Stir together flour, baking soda and salt. Beat butter, granulated sugar, brown sugar and vanilla in large bowl until well blended. Add mixture into the dough, and beat on low speed until combined. Fold in chocolate chips and toffee chips, and stir until just combined.
Chocolate Toffee Chip Cookie instructions
- Add flour, salt, espresso, and baking soda. Whisk, set aside..
- Add sugars to standing mixer with paddle attachment and on low speed, combine for 1 minute. Add butter, 1 tbsp at a time to coat. Beat the butter and sugar until just creamy, scraping bowl as needed..
- Keep mixer set to low, and add whisked egg. Add vanilla until blended. Add cider vinegar until blended. Stop mixing..
- Add half the flour mix and blend on low until just combined, scraping as needed. Add the rest of the flour mixture, until the white just disappears (Overbeating leads to gluten formation.).
- Add chocolate/toffee, mix on low for 5-10 seconds to distribute bits. Remove bowl from mixer, and gently fold to evenly distribute through dough. Put in an airtight container..
- Refrigerate for 24 hours..
- Remove from refrigerator, and bring dough to room temperature, about an hour..
- Preheat oven to 365º and line a half-sheet pan with parchment..
- Weigh 3 ounces of dough, 3 per sheet. Gently roll each into a ball, then tamp down until more like a disk. (This is necessary to get the crisp edge without charring.) Sprinkle a few grains of fine sea salt on each..
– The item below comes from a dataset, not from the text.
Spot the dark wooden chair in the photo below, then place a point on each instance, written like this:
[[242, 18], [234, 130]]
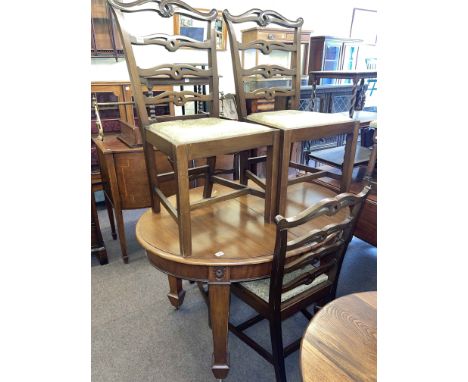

- Bake for 15 minutes, rotating halfway through. Remove when the outside is darker brown, and the inside is lighter brown. Rest on sheet for 1 minute. Remove parchment sheet with cookies onto counter.. After another minute, move to cooling rack. (For ice cream sandwich cookies, double the vanilla and add 2 tbsp of water just before the cider vinegar.).
Measure dough into rounded tablespoon-fulls, and roll into round balls. Place on a parchment-covered baking sheet, and dot with extra chocolate and toffee chips if desired. Stir together flour, baking soda and salt; set aside. Beat butter, granulated sugar, brown sugar and vanilla in a large bowl until well blended. Gradually add flour mixture, beating until well blended.